Wednesday, July 21st was the day that the Johnson government was meant to announce a 3% pay rise for health workers. Instead health minister Helen Whately announced that this was to be delayed. This would have meant that no announcement would come before the summer break that Parliament takes. However, in a U-turn that happened within a few hours, it was announced that, after all, the government would grant the 3% pay rise. This indicates the chaos and disarray at the heart of this government, which makes decisions on the hoof and then revises them in a matter of hours under pressure.
The government made the 3% pay rise promise in a bid to head off any strike action by doctors and nurses. This followed a backlash against an original offer of 1% increase, which would amount to a pay cut as inflation is at 1.5%.
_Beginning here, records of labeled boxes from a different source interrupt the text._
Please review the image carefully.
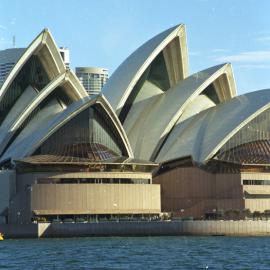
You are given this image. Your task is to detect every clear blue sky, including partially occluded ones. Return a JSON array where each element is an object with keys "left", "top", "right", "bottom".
[{"left": 0, "top": 0, "right": 270, "bottom": 94}]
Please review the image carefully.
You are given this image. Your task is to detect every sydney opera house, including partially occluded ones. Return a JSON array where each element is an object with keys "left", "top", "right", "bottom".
[{"left": 0, "top": 24, "right": 270, "bottom": 223}]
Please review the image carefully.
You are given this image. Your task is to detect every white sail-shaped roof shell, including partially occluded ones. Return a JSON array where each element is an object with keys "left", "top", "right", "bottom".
[
  {"left": 0, "top": 96, "right": 133, "bottom": 162},
  {"left": 0, "top": 29, "right": 88, "bottom": 154},
  {"left": 103, "top": 24, "right": 188, "bottom": 110},
  {"left": 156, "top": 90, "right": 270, "bottom": 164},
  {"left": 124, "top": 64, "right": 234, "bottom": 159}
]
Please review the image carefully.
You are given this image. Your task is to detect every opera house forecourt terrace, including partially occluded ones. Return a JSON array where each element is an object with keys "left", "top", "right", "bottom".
[{"left": 0, "top": 24, "right": 270, "bottom": 234}]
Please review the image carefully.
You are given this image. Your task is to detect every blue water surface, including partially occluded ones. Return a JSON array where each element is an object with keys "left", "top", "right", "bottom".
[{"left": 0, "top": 236, "right": 270, "bottom": 270}]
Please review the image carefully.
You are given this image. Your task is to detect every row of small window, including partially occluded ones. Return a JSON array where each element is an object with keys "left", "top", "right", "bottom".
[
  {"left": 36, "top": 178, "right": 150, "bottom": 184},
  {"left": 243, "top": 180, "right": 270, "bottom": 186}
]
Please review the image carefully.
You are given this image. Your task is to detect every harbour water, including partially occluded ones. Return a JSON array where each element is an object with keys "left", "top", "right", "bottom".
[{"left": 0, "top": 236, "right": 270, "bottom": 270}]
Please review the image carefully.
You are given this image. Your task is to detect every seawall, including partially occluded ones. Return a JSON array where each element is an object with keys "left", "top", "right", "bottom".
[{"left": 0, "top": 220, "right": 270, "bottom": 238}]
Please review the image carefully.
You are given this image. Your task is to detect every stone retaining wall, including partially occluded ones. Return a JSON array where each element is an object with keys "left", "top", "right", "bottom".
[{"left": 0, "top": 220, "right": 270, "bottom": 238}]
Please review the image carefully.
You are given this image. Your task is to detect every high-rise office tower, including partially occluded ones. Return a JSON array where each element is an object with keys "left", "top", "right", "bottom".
[
  {"left": 76, "top": 67, "right": 108, "bottom": 95},
  {"left": 0, "top": 48, "right": 25, "bottom": 86},
  {"left": 59, "top": 47, "right": 70, "bottom": 68}
]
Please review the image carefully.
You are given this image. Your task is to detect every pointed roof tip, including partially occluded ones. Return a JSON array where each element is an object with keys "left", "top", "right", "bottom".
[{"left": 42, "top": 27, "right": 50, "bottom": 33}]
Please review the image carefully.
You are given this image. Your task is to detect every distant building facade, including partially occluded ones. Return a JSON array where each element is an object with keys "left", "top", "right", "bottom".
[
  {"left": 76, "top": 67, "right": 108, "bottom": 95},
  {"left": 0, "top": 48, "right": 25, "bottom": 85},
  {"left": 59, "top": 47, "right": 70, "bottom": 68}
]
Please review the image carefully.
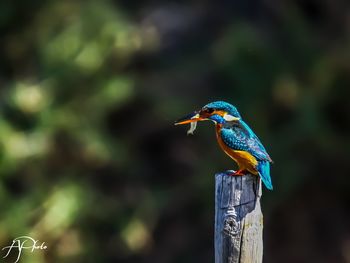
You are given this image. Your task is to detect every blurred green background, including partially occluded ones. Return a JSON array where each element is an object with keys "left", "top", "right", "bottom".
[{"left": 0, "top": 0, "right": 350, "bottom": 263}]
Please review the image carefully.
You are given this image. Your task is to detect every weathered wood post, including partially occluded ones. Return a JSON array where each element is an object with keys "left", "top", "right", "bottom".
[{"left": 215, "top": 171, "right": 263, "bottom": 263}]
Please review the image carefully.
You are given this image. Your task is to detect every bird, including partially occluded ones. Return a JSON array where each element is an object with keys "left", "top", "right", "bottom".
[{"left": 175, "top": 101, "right": 273, "bottom": 190}]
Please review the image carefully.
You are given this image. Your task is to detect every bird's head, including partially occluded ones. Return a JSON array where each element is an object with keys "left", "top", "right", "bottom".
[{"left": 175, "top": 101, "right": 241, "bottom": 125}]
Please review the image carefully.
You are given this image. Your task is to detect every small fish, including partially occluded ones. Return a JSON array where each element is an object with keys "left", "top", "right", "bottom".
[
  {"left": 187, "top": 113, "right": 199, "bottom": 135},
  {"left": 187, "top": 121, "right": 197, "bottom": 135}
]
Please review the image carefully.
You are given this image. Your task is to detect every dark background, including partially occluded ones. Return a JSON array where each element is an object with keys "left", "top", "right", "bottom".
[{"left": 0, "top": 0, "right": 350, "bottom": 263}]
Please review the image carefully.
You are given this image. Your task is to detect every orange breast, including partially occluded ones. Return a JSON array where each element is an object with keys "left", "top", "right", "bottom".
[{"left": 216, "top": 125, "right": 258, "bottom": 174}]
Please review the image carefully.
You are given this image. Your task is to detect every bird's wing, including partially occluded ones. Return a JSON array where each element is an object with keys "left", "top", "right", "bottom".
[{"left": 220, "top": 121, "right": 272, "bottom": 162}]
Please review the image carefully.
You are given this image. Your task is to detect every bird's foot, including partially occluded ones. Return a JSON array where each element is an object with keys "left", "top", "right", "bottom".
[{"left": 227, "top": 169, "right": 247, "bottom": 176}]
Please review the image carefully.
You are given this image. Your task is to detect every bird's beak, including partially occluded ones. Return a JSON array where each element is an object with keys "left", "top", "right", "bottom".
[{"left": 175, "top": 111, "right": 203, "bottom": 125}]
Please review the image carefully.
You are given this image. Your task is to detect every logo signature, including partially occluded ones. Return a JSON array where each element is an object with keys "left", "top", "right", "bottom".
[{"left": 2, "top": 236, "right": 47, "bottom": 263}]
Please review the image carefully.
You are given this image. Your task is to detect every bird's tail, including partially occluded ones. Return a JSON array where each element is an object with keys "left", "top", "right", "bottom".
[{"left": 257, "top": 161, "right": 273, "bottom": 190}]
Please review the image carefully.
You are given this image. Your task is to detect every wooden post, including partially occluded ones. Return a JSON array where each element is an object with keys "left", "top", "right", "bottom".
[{"left": 215, "top": 171, "right": 263, "bottom": 263}]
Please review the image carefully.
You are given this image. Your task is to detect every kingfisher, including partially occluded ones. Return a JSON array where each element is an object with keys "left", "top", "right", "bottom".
[{"left": 175, "top": 101, "right": 273, "bottom": 190}]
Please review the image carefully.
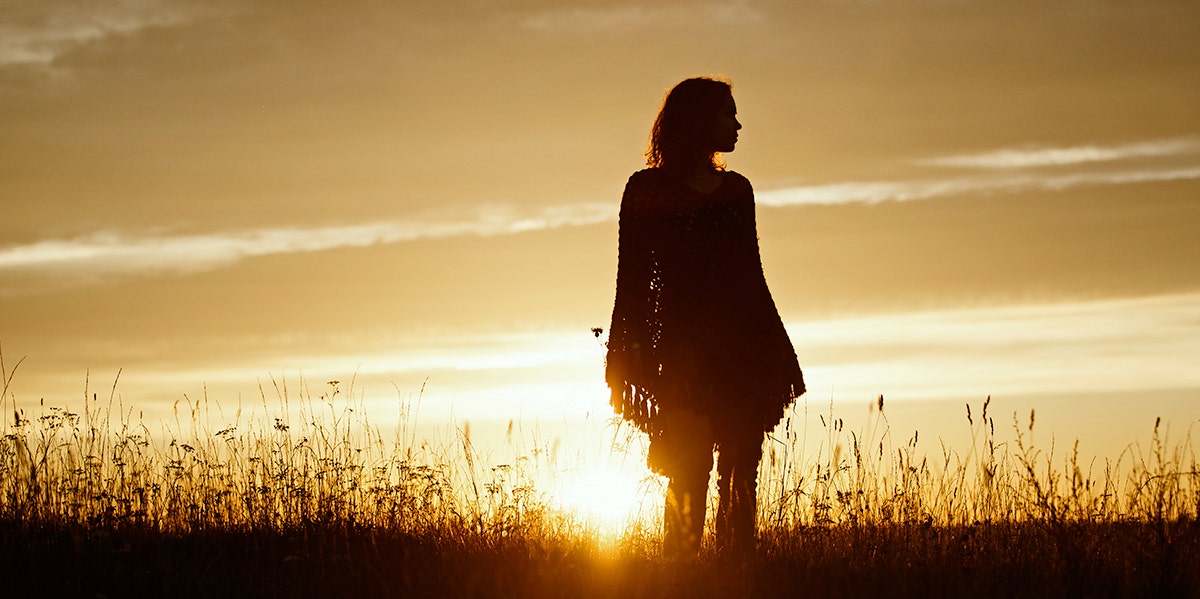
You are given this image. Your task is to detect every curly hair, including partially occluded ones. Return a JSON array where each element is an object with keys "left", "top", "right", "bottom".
[{"left": 646, "top": 77, "right": 733, "bottom": 169}]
Even with the pay rise of 3%, various unions representing health workers have called for higher pay rises. The Royal College of Nursing has called for a 12.5% pay rise, whilst the British Medical Association has called for a 5% pay increase for doctors. It therefore is a moot point whether a pay rise of 3% will be accepted by health workers, and nurses look poised to strike.
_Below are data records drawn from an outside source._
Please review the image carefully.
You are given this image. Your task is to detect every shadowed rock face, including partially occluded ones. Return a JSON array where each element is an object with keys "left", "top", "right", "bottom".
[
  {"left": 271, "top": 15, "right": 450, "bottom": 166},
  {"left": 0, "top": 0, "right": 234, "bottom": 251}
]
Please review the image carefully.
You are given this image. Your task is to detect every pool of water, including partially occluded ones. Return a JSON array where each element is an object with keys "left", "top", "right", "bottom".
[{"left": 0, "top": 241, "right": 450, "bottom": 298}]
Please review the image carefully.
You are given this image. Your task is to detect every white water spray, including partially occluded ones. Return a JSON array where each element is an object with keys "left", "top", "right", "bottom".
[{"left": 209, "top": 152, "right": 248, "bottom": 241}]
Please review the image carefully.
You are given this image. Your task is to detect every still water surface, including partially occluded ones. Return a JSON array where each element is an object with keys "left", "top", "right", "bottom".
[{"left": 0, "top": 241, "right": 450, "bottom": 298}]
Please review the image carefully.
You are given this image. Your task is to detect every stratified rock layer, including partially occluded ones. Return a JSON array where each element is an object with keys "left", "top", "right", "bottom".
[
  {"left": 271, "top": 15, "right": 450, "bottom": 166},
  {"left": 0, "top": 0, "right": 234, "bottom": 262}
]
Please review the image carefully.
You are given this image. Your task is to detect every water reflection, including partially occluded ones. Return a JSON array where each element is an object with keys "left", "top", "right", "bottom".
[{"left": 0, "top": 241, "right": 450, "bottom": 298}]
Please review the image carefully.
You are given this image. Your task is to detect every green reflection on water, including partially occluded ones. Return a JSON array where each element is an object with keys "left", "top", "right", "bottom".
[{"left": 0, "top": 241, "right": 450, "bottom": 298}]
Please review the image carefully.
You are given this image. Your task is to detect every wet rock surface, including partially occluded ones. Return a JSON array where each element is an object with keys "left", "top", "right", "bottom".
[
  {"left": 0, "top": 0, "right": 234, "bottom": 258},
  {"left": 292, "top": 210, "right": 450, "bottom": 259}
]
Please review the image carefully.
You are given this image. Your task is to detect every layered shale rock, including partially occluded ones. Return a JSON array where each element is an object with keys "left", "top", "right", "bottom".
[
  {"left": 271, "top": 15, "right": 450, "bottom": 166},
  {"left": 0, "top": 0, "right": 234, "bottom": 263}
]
The health workers unions cannot be relied upon to ensure effective strike action and health workers should look towards creating their own grassroots groups to carry strike action forward. At the same time this needs solidarity from all other workers.
As with education workers, the Johnson government is insulting health workers with this behaviour. This will lead to further demoralisation among a workforce already severely stressed by the pandemic, leading to workers leaving health services and putting even greater pressure on the NHS. It is vital that this pay battle is won.